I just ran across this item at http://iowaoldpress.com/IA/Henry/1879/MAY.html :

"Elisha McMillan, of Pilot Grove [...] was born Feb. 19th, 1799, in York county, Penn., where he resided until 1829 when he moved to the Wabash Valley Ind. and engaged in merchandising and grazing for five years, then he moved near Primrose, Lee Co., Iowa, and engaged in farming and stock raising, which he continued with good success until 1866 when he moved to Mt. Pleasant Iowa and lived a retired life until the spring of 1874, when he removed to his late residence one mile south of Salem. In anti-slavery times he was an active worker in the cause often having many fugitives concealed on his premises at the same time. [...] He was a member of the Society of Friends [...]"

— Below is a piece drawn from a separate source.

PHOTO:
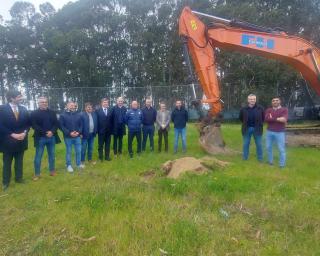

It's about halfway down the long page of text, under the heading:
A SAD ACCIDENT
Death of Eli McMillan
Caused by a Kick from a Horse

Is more of the story of Elisha McMillan told elsewhere?

Please send me other obscure snippets you run across. No clue too small!

Dan

Wednesday, March 7, 2007

John Brown's Last Trip Across Iowa

John Brown's early-1859 last trip across Iowa is the only Iowa story told by Fergus Bordewich in his 2005 book Bound for Canaan: The Underground Railroad and the War for the Soul of America.

Bordewich posted that passage on his blog at http://www.fergusbordewich.com/blog/archives/2006/01/john_browns_sub.html. I added a comment expanding on his account of J.B. Grinnell arranging for the boxcar that took the freedom seeking band from West Liberty to Chicago. In a gracious private reply, he thanked me and said he had "planned a chapter about the UGRR in the 'West' -- that is, the western Illinois, Iowa, Missouri, and Kansas," but ran out of time. "I know that there's a lot of excellent material in that region yet to be pulled together," he said.

That pretty well sums up my purpose for launching this new blog.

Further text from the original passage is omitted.